Yes, I know, the U.S. Supremes in Gonzales v. Raich (June 2005) told two women that they could not use, cultivate or possess marijuana that was prescribed by their doctors under stringent safeguards to ameliorate pain and nausea suffered as a consequence of chronic, progressive and, ultimately, fatal illnesses. After all, there were principles here at stake. And it had nothing to do with the medical use of marijuana. It had to do with the Supremacy Clause in Article VI of the United States Constitution, which says, in essence, if the federal government makes a law, the state must uphold it, even if it violates the state Constitution.

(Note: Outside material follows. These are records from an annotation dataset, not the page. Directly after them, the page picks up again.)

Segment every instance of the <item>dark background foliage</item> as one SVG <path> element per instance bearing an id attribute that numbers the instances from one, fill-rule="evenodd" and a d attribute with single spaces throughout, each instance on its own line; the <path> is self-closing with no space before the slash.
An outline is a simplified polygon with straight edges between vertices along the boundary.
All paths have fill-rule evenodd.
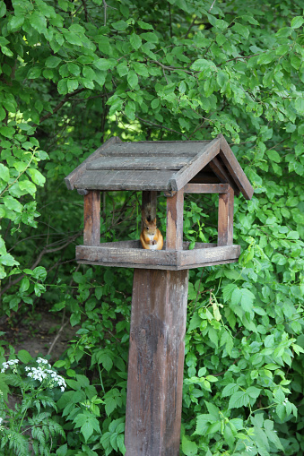
<path id="1" fill-rule="evenodd" d="M 83 197 L 64 177 L 111 136 L 221 133 L 255 194 L 236 199 L 239 262 L 190 271 L 181 453 L 301 455 L 301 2 L 13 0 L 0 16 L 1 318 L 43 303 L 80 325 L 56 363 L 75 391 L 56 454 L 124 452 L 133 277 L 75 264 Z M 103 194 L 102 241 L 139 237 L 140 202 Z M 184 219 L 185 238 L 214 239 L 212 197 L 188 196 Z"/>

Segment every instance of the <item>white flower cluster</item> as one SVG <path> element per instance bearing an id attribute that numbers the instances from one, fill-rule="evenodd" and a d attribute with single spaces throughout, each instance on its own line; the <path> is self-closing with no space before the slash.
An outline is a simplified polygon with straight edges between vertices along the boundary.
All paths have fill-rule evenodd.
<path id="1" fill-rule="evenodd" d="M 19 359 L 10 359 L 9 361 L 6 361 L 5 363 L 2 363 L 1 374 L 5 372 L 6 369 L 8 369 L 11 366 L 13 371 L 14 368 L 16 367 L 16 364 L 18 364 L 18 363 L 19 363 Z"/>
<path id="2" fill-rule="evenodd" d="M 48 368 L 51 367 L 48 360 L 39 357 L 37 359 L 37 364 L 39 365 L 38 367 L 25 367 L 25 370 L 28 372 L 28 377 L 38 380 L 41 383 L 44 383 L 45 386 L 48 388 L 59 386 L 60 390 L 64 391 L 66 388 L 64 377 L 58 375 L 58 374 L 52 369 Z"/>

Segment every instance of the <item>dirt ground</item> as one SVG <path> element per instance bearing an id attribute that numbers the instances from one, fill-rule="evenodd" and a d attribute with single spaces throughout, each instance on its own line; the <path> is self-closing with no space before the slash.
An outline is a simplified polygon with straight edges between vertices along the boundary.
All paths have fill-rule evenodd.
<path id="1" fill-rule="evenodd" d="M 3 319 L 2 319 L 3 320 Z M 0 322 L 0 331 L 5 332 L 1 336 L 3 340 L 9 342 L 16 353 L 19 350 L 27 350 L 33 357 L 44 357 L 48 354 L 60 326 L 61 319 L 56 314 L 44 312 L 39 309 L 35 321 L 23 318 L 11 327 L 6 322 Z M 51 364 L 55 363 L 67 348 L 68 341 L 75 336 L 76 327 L 71 328 L 69 324 L 60 333 L 50 353 Z"/>

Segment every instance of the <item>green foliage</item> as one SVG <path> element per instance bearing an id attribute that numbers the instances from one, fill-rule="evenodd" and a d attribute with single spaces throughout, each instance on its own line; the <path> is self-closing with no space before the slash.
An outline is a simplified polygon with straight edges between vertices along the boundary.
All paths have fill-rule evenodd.
<path id="1" fill-rule="evenodd" d="M 18 357 L 30 366 L 20 366 L 17 358 L 4 361 L 1 350 L 0 454 L 28 456 L 30 444 L 32 454 L 50 456 L 58 440 L 65 438 L 62 425 L 52 417 L 60 396 L 56 387 L 65 383 L 47 360 L 38 358 L 30 366 L 34 360 L 26 350 L 21 350 Z M 7 392 L 22 398 L 14 409 L 8 406 Z"/>
<path id="2" fill-rule="evenodd" d="M 132 292 L 130 271 L 75 268 L 83 197 L 63 179 L 110 136 L 219 133 L 255 194 L 235 200 L 239 263 L 190 271 L 181 452 L 303 453 L 303 24 L 290 0 L 0 1 L 2 312 L 11 322 L 43 296 L 79 325 L 56 363 L 73 390 L 56 401 L 58 456 L 125 451 Z M 101 241 L 138 238 L 139 207 L 136 193 L 104 194 Z M 190 248 L 216 242 L 215 198 L 185 208 Z"/>

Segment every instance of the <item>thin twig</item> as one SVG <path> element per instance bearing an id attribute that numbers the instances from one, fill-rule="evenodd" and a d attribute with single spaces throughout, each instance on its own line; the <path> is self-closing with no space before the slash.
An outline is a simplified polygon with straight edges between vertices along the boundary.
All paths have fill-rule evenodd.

Where states’ laws conflict with federal laws, which are designed to achieve a uniform objective, the states must yield to the feds. Under the Commerce Clause of the U.S. Constitution, Congress is given the exclusive power to regulate all kinds of commerce that directly or indirectly affects interstate commerce. The specific question raised was whether the feds had the power to ban the states from enacting laws that legalized marijuana for medicinal purposes. Could the feds impose its will and enforce its laws upon the states and its citizens? “Yes,” the court said. The court was right, but Congress was wrong. Let me explain.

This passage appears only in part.